# 'Garden theme' tank



## micstarz (Oct 22, 2005)

This is a setup I used to have, I took it apart and changed it now.

NEEDED MATERIALS AND EQUIPMENT:
Drill
Plywood
Small tiles
Hot glue or aquarium sealant
A water plant of your choice
Peat/ sand
Gravel

So I bought some plywood, and soaked it in water and added aP (aquarium pharmaticals) fungus cure with a PH of 8. I dont know why but I thought that the wood would soak up the PH and.... dunno.

I repeated this twice and started step two.


After it had dried, I cut out some plywood and stuck it together with hot glue from a glue gun so it formed a cube about 4" sq. 
(you can make any shape you want, but I made mine a cube so it could fit in a corner) 
I then got a drill and made a circular hole about 3" in diameter and 3.5" into the cube.

I got some thin filter cotton (make sure it is wide enough accross) and layed it out on my table.
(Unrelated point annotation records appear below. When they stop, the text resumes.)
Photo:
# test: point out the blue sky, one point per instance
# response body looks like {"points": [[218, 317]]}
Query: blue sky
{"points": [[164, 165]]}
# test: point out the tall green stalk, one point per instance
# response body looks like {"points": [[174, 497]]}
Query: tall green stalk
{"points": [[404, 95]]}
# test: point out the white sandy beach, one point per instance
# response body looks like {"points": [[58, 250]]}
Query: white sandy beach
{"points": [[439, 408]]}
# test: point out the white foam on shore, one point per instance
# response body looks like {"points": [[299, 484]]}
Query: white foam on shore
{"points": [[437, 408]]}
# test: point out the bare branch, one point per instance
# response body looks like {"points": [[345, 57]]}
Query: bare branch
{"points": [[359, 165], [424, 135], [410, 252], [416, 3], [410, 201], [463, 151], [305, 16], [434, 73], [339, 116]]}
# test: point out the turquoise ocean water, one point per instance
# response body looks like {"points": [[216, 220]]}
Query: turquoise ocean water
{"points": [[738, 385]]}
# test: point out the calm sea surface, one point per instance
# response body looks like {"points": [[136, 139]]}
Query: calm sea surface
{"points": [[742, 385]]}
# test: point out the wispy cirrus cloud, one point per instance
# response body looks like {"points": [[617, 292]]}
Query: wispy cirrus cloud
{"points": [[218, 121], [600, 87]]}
I then proceeded to sprinkle some dried peat over it. I wrapped this around the roots of a few Limnophila sessiliflora plants, with the peat inwards. I stuffed the cotton and plant into the hole in the cube. 
*If the bunch does not fill up the hole, you may have to stuff some gravel at the sides to prevent the plant from drifting off*

I took my tiles and hot glued them to the outside of the cube for decor and to hold the thing down.

After, I got some substrate (gravel for me) and 'buried' the cotton so it was out of sight. 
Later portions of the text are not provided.